Охота потрогать, потому что он человек.
И это неправда. Тут кругом люди. Мог бы их потрогать.
Охота потрогать его, потому что я тоже, ну, известно кто… Пед! Но и это неправда. Это один страх за другой прячется. Если бы я был из них, я бы и другого от него хотел. Охота потрогать просто потому, что он — это он.
Но только я хотел протянуть руку, он сказал:
— Слушай, вождь, — и повернулся ко мне лицом, вздыбив покрывало, — слушай, вождь, а может, и тебе поехать завтра с нами на рыбалку?
Я не ответил.
— Ну как, поехали? Я чувствую, прокатимся будь здоров. Знаешь, две мои тетки нас заберут? Никакие они мне не тетки — веселые девочки, познакомился с ними в Портленде. Ну, что скажешь?
В конце концов пришлось сознаться, что я неимущий больной.
— Как?
— Денег нет.
— А-а, — сказал он. — Да, об этом я не подумал.
Он опять замолчал и только тер шрам на носу пальцем. Палец остановился. Макмерфи приподнялся на локте и посмотрел на меня.
— Вождь, — медленно сказал он, измерив меня взглядом, — когда ты был в своих габаритах, когда в тебе было два метра или два с сантиметрами и сто двадцать, сто тридцать весу, ты бы смог поднять, например, такую штуку, как пульт в ванной?
Я припомнил, каков этот пульт. Вряд ли он весил намного больше, чем бочки с маслом, которые я таскал в армии. Я сказал ему, что раньше, наверно, поднял бы.
— А если бы опять стал таким же большим, поднял бы?
Я сказал ему:
— Думаю, да.
— Плевать мне, что ты думаешь, я спрашиваю: обещаешь поднять, если я сделаю тебя таким же большим, как раньше? Обещай, и будешь не только получать у меня бесплатно специальные атлетические уроки, но и на рыбалку поедешь бесплатно, никаких десяти долларов! — Он облизнул губы и лег. — И шансы у меня неплохие, ей-богу.
Он лежал и посмеивался про себя. Потом я спросил, как он собирается снова сделать меня большим, а он приложил к губам палец.
— Браток, этот секрет нам нельзя выдавать. Я же не обещал тебе сказать как, правильно? У-у, накачать человека до прежнего размера — это такой секрет, который всем не открывают: опасно, если попадет в руки врага. Ты по большей части даже замечать не будешь, что это происходит. Но даю тебе слово, будешь тренироваться по моей программе — всего добьешься.

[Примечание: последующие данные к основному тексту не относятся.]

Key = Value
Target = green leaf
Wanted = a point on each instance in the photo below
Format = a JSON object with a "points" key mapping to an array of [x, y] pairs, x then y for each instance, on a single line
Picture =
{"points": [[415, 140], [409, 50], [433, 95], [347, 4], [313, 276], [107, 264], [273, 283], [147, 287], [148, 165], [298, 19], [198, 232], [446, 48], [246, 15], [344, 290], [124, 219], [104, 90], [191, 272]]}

Он спустил ноги с кровати, сел на край, уперся руками в колени. За плечом его тускло светился пост, и в этом скользящем свете блестели его зубы и один глаз, глядевший на меня. Разбитной аукционерский голос мягко разносился по спальне:
— Представь. Большой вождь Бромден шагает по бульвару — мужчины, женщины и дети задирают головы и смотрят на него: ну и ну, что за великан идет трехметровыми шагами, наклоняет голову под телефонными проводами? Топает по городу, останавливается только из-за девушек, а вы, прочее бабье, даже в очередь не становитесь, разве только у которой груди, как дыни, и сильные белые длинные ноги…
И он говорил, говорил в темноте, рассказывал, как мужчины будут меня бояться, а красивые девушки стонать и вздыхать обо мне. Потом сказал, что сию же минуту запишет меня на поездку. Он встал, взял с тумбочки полотенце, обмотал бедра, надел шапку и подошел к моей кровати.
— Слышишь, что я говорю, слышишь, женщины будут подставлять тебе ножку и тащить тебя на пол.
И вдруг он выбросил руку, одним движением распутал на мне простыню и сдернул покрывало, оставив меня голым.